Işık yavaşça azaldı, azaldı, azaldı ve en sonunda da normale döndü. Oda normaldi ama bir şeylerin yanlış gittiğini hissediyordum. Bu olanların kendi hayal dünyamda gerçekleştiğini düşündüm ve evden ayrıldım. Okula doğru yürürken sokaklar normalden farklı görünüyordu. Normalde okulumun yolunu, etraftaki binaların yerini ve insanların ne zaman, nereden geçeceğini ezbere bilirdim ama her şeyin yeri değişmişti! Okul yolundaki binalar tanıdık gelmeyince diğer yönden ilerledim ama okulun o yönde olmadığını biliyordum.
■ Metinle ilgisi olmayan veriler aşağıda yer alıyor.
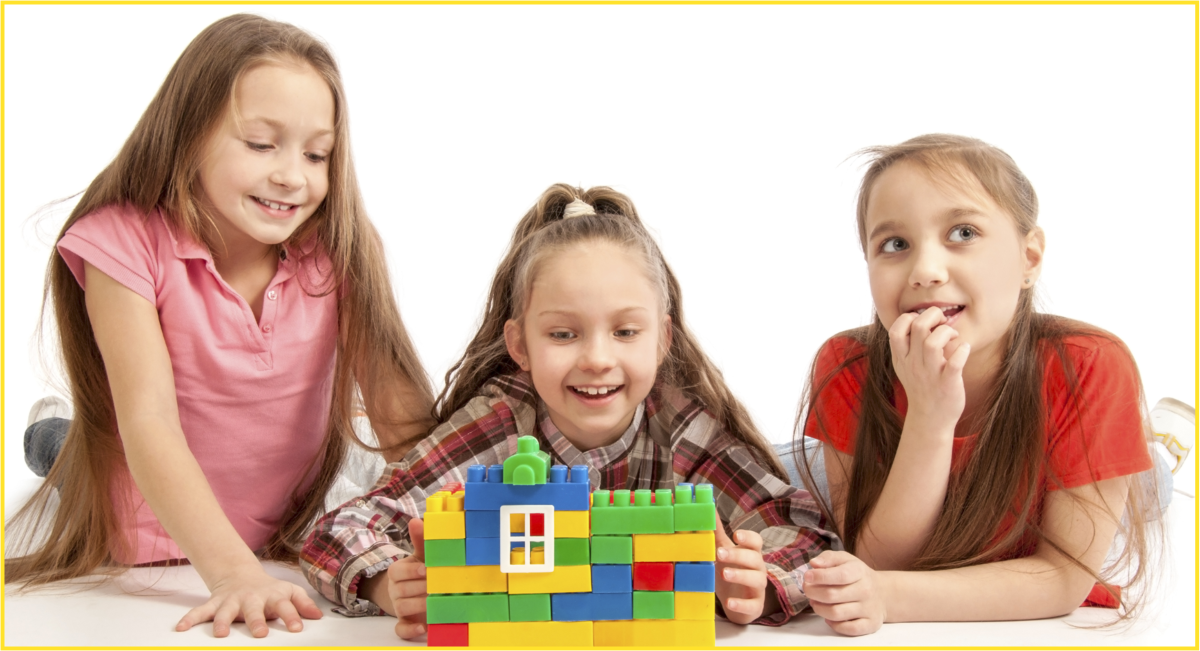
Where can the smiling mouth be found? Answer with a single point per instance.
(947, 311)
(273, 204)
(595, 393)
Bu bana şaşırtıcı gelmişti ama çok umursamadan diğer yöne dönüp devam ettim. En sonunda okulu karşıda görebiliyordum yine de binaların yönü değişmişti; sağdaki binalar sola, soldakiler ise artık sağdaydı. Etrafta hiçbir insanın olmayışı da çok dikkat çekiciydi. Sanki dünya tersine dönmüştü! Yönler değişmiş, binalar yer değiştirmiş ve kalabalık sokaklar tenhalaşmıştı. Sanırım anlamıştım, o ışık dünyayı tersine mi döndürmüştü? Yani ben şu an dünyada bulunan tek insan mıydım? Ama olamazdı; yani bundan etkilenen tek kişi ben olamazdım, başkaları da olmak zorundaydı. Okulda birilerinin olduğunu düşünerek okula gittim. Etrafa seslendim, sokaklarda dolaştım ancak kimseyi bulamadım. Bu şekilde günlerce uğraştım, en sonunda tam pes etmek üzereyken onu duydum: “Kimse var mı?” O ses, günlerdir duyduğum ilk insan sesi olabilirdi.
Her şey tersine dönmüşken, her şey gittikçe kötüleşirken onun, Jacop’un sesini duymak hayattaki en mutlu anım olabilirdi.